Following on from the subset vector quantiser [1] I’ve been working on improving speech quality in the presence of bit errors without the use of Forward Error Correction (FEC). I’ve tried two techniques:
- Optimisation of VQ indexes [2][3]
- Trellis based maximum likelihood decoding of a sequence of VQ indexes [4]
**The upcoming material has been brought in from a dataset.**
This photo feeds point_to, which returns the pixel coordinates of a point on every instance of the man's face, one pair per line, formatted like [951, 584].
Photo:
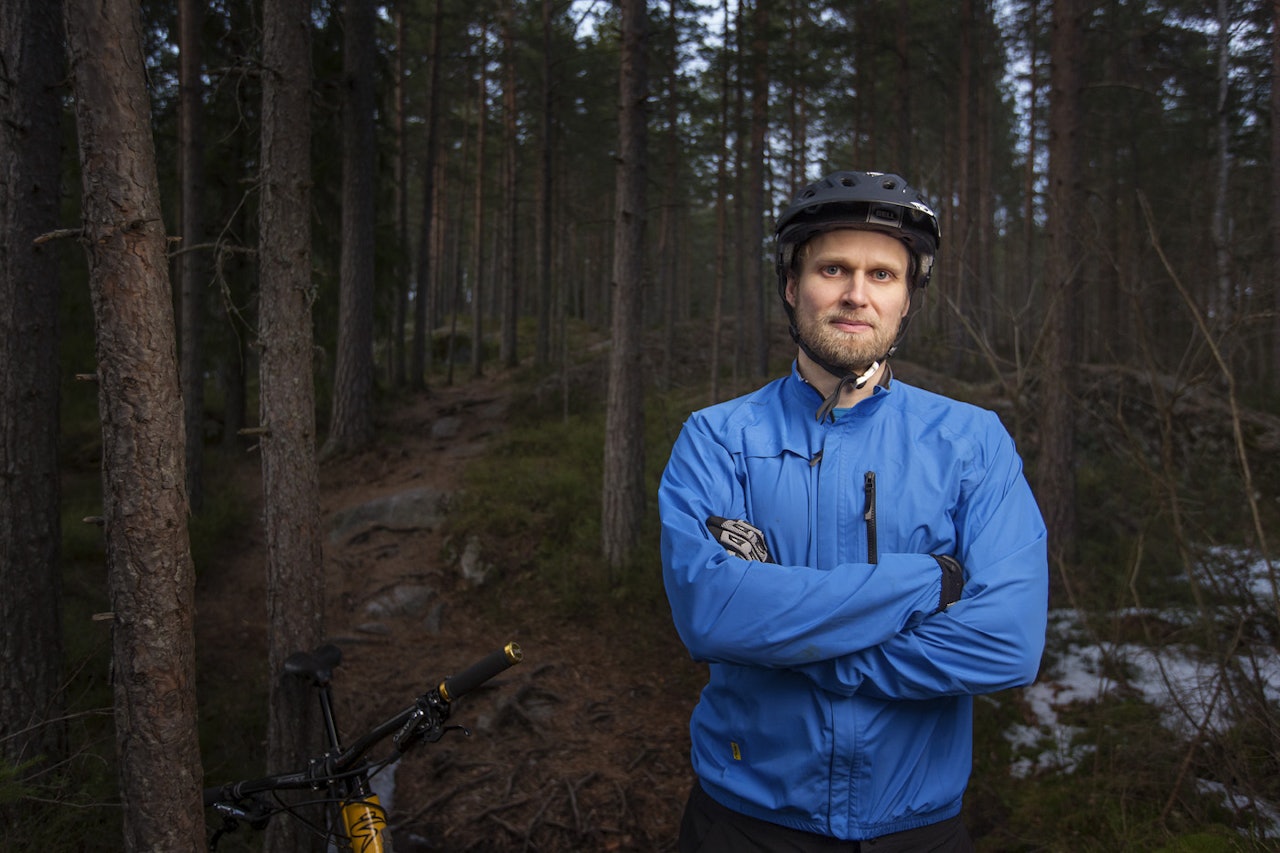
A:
[850, 295]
Digital speech and FEC isn’t a great mix. Speech codecs often work fine with a few percent BER, which is unheard of for data applications that need zero bit errors. This is because humans can extract intelligible information from payload speech data with errors. On the channels of interest we like to play at low SNRs and high BERs (around 10%). However not many FEC codes work at 10% BER, and the ones that do require large block sizes, introducing latency which is problematic for Push To Talk (PTT) speech. So I’m interested in exploring alternatives to FEC that allow gradual degradation of speech in channels with high bit error rates.
Vector Quantisation
Here is a plot that shows a 2 dimensional Vector Quantiser (VQ) in action. The cloud of small dots is the source data we wish to encode. Each dot represents 2 source data samples, plotted for convenience on a 2D plot. The circles are the VQ entries, which are trained to approximate the source data. We arrange the VQ entries in a table, each with a unique index. To encode a source data pair, we find the nearest VQ pair, and send the index of that VQ entry over the channel. At the decoder, we reconstruct the pair using a simple table look up.
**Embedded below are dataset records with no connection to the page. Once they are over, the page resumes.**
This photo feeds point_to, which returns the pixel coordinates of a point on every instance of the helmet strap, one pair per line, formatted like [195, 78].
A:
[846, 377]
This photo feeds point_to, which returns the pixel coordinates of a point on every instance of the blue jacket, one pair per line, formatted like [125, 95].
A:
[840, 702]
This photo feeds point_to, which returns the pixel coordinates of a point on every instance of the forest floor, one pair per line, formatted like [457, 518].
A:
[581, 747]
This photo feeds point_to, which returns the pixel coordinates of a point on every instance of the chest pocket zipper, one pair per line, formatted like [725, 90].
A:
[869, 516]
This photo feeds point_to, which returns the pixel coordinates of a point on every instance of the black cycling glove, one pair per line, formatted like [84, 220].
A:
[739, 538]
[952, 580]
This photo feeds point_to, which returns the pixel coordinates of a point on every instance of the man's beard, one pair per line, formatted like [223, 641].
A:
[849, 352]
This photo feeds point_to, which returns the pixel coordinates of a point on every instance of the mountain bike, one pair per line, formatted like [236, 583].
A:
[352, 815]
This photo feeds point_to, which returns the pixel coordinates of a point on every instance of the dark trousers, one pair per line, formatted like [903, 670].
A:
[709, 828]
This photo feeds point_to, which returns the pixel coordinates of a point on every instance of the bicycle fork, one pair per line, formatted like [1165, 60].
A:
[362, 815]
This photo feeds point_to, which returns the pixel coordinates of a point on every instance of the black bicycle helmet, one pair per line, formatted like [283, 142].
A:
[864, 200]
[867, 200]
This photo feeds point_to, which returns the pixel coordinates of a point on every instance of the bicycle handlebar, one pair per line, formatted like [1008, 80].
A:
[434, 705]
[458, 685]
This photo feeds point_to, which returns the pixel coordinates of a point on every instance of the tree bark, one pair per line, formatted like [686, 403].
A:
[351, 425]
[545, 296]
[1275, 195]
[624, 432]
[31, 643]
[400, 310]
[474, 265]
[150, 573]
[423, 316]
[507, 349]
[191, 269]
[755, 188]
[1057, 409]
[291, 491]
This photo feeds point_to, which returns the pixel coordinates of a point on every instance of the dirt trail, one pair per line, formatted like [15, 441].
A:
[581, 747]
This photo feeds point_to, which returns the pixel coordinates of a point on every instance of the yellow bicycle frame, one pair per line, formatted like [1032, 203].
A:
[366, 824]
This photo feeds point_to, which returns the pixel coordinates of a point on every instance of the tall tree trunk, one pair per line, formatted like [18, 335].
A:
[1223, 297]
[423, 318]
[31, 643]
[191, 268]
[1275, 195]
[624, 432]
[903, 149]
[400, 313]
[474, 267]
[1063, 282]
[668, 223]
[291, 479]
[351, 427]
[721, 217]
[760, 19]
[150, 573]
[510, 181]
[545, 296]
When we get a bit error in that index, we tend to jump to some random VQ entry, which can introduce a large error in the decoded pair. Index optimisation re-arranges the VQ indexes so a bit error in the received index will result in jumping to a nearby VQ entry, minimising the effect of the error. This is shown by the straight lines in the plot above. Each line shows the decoded VQ value for a single bit error. They aren’t super close (the nearest neighbours), as I guess it’s hard to simultaneously optimise all VQ entries for all single bit errors.
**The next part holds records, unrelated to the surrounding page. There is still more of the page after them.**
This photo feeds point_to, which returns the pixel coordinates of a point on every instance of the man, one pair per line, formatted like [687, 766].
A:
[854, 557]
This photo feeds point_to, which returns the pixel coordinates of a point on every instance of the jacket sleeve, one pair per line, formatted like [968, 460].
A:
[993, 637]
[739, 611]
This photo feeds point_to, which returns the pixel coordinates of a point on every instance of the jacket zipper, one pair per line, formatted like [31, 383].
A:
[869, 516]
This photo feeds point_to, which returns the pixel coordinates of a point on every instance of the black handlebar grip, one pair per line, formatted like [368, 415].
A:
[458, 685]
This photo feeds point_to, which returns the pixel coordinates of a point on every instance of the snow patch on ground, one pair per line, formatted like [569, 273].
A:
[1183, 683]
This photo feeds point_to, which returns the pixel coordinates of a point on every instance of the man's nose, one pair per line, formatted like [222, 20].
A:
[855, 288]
For my experiments I used a 16-th order VQ, so instead of two pairs there were 16 samples encoded for each VQ entry. These 16 samples represent the speech spectrum. Hard to plot a 16 dimensional value but the same ideas apply. We can optimise the VQ indexes so that a single bit error will lead to a decoded value “close” to the desired value. This gives us some robustness to bit errors for free. Unlike Forward Error Correction, no additional bits need to be sent. Also unlike FEC – the errors aren’t corrected – just masked to a certain extent (the decoded speech sounds a bit better).
The Trellis system is described in detail in [4]. This looks at a sequence of received VQ indexes, and the trajectory they take on the figure above. It makes the assumption that the speech signal changes fairly slowly in time, so the trajectory we trace on the figure above tends to be small jumps across the VQ “space”. A large jump means a possible bit error. Simultaneously, we look at the likelihood of receiving each vector index. In a noisy channel, we are more sure of some bits, and less sure of others. These are all arranged on a 2D “trellis” which we search to find the most likely path. This tends to work quite well when the vectors are sampled at a high rate (10 or 20ms), less so when we sample them less often (say 40ms).
The details of the two algorithms tested are in the GitHub PRs [5][6].
Results
This plot compares a few methods. The x axis is normalised SNR, and the y-axis spectral distortion. Results were an average of 30 seconds of speech on an AWGN channel.
- No errors (blue, bottom), is the basic VQ quantiser with no channel errors. Compared to the input samples, it has an average distortion of 3dB. That gets you rough but usable “communications quality” speech.
- Vanilla AWGN (green) is the spectral distortion as we lower the Eb/No (SNR), and bit errors gradually creep in. FreeDV 700C [8] uses no FEC so would respond like this to bit errors.
- The red curve is similar to FreeDV 700D/E – we are using a rate 0.5 LDPC code to protect the speech data. This works well until it doesn’t – you hit a threshold in SNR and the code falls over, introducing more errors than it corrects.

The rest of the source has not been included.